The wooden sideboard was one of the few items the couple salvaged from the three original flats. Roger has painstakingly brought it back to life, patching up missing boards and installing wine racks.

The upstairs flat was accessed by an entrance on the south side. Anne restored the original entrance and porch to the north side. The architrave over the doorway was created from a solid piece of rimu to echo the arched entrance. An engraving dating from 1774, The Field of the Cloth of Gold, given to them by a friend 25 years ago, has pride of place above the velvet-covered sofa in the entrance.

“The kids loved this engraving when they were small because there’s so much detail,” says Anne

The street-facing front room, which previously held a kitchen, bathroom, and hallway, was once the HQ for the New Zealand Quilter magazine, which Anne set up 25 years ago. She recently published the final issue, so the sunny space will probably be turned into another living room.

Although the entrance and several of the bedrooms feature Laura Ashley, Nina Campbell, and Sanderson wallpapers, Anne went for a neutral tone in the rest of the house, importing the British Farrow & Ball paint she loves. It provides the perfect backdrop for the many hand-stitched quilts that adorn the walls. Some are Anne’s work, while others have come from fellow quilters.

Walk up the reconfigured staircase and you’ll be greeted with an old school desk, and a chair from the former Canterbury Frozen Meat company, where Roger’s father worked. A white seat in the front garden hails from the same factory.

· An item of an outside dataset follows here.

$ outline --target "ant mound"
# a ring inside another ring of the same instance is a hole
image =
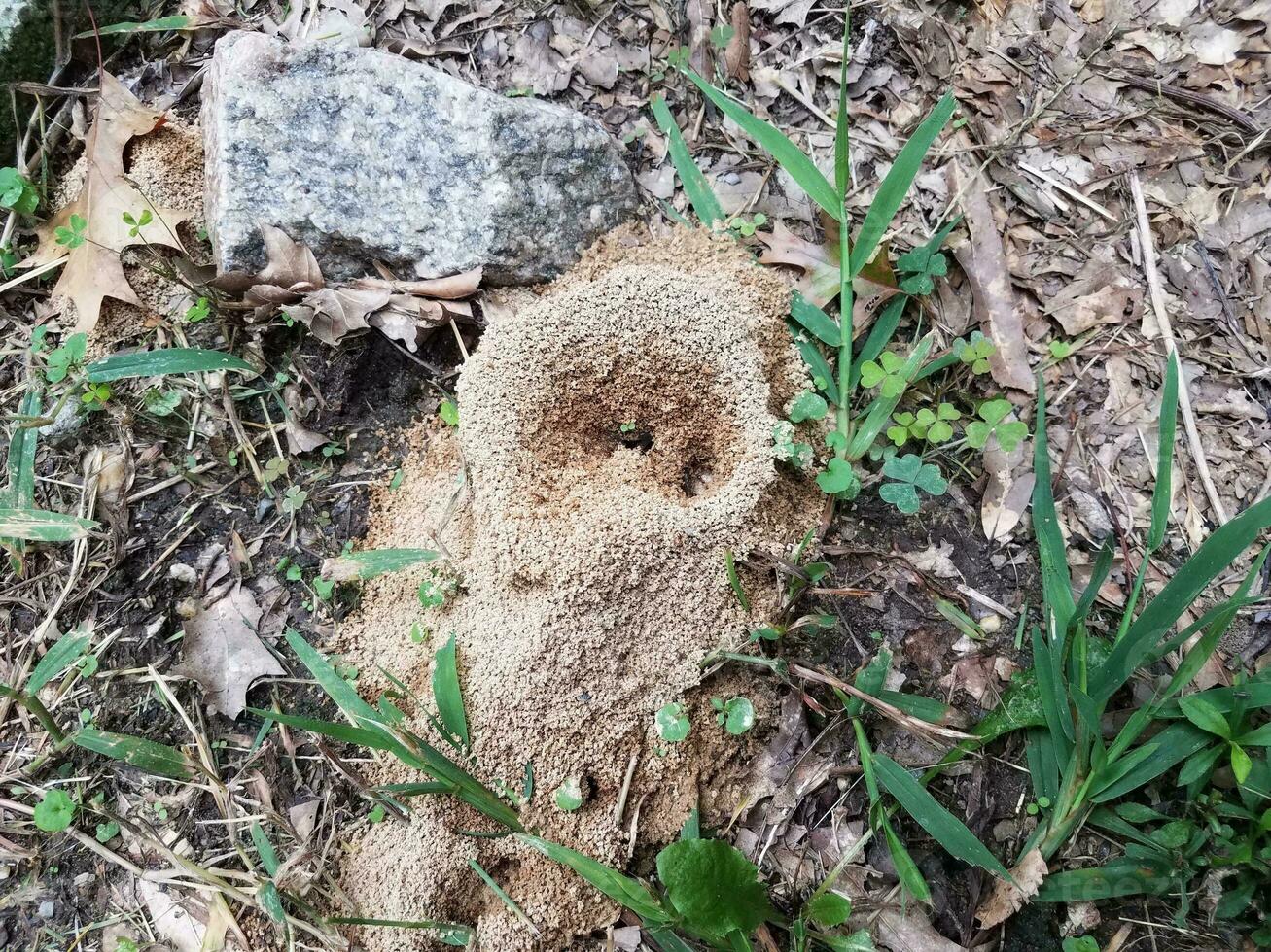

While the configuration of the upstairs space has remained largely unchanged, the rooms have changed in function. For example, the sunny master bedroom used to be the living room, while daughter Izzy’s room was once a bathroom. And the old linen cupboard has been expanded and turned into a bathroom, complete with claw-foot bath and windows sourced from a former Willis Street shop (also used in the downstairs bathroom).

Anne’s all-important sewing room was once a bedroom, but now it is home to 30 years’ worth of fabric, including kimonos she buys and unpicks for use in her quilts. 

Outside, the couple have extensively landscaped the property, terracing the back yard to provide the flat back lawn that Roger wanted. They’ve also made a veggie garden and planted an array of natives and herbs which keeps them busy.

Ask Annie if she’d ever leave the 14-room house and the answers is a resounding “No.”

“We’ve worked it out so that as we get older, we can live in the downstairs part of the house without having to worry about climbing the stairs. But, to be honest, we’ve poured so much time, money, energy, and love into this house that I can’t see myself ever leaving.”

*This archive piece ran in our print issue in 2017. As such, dates and ages reflect that year.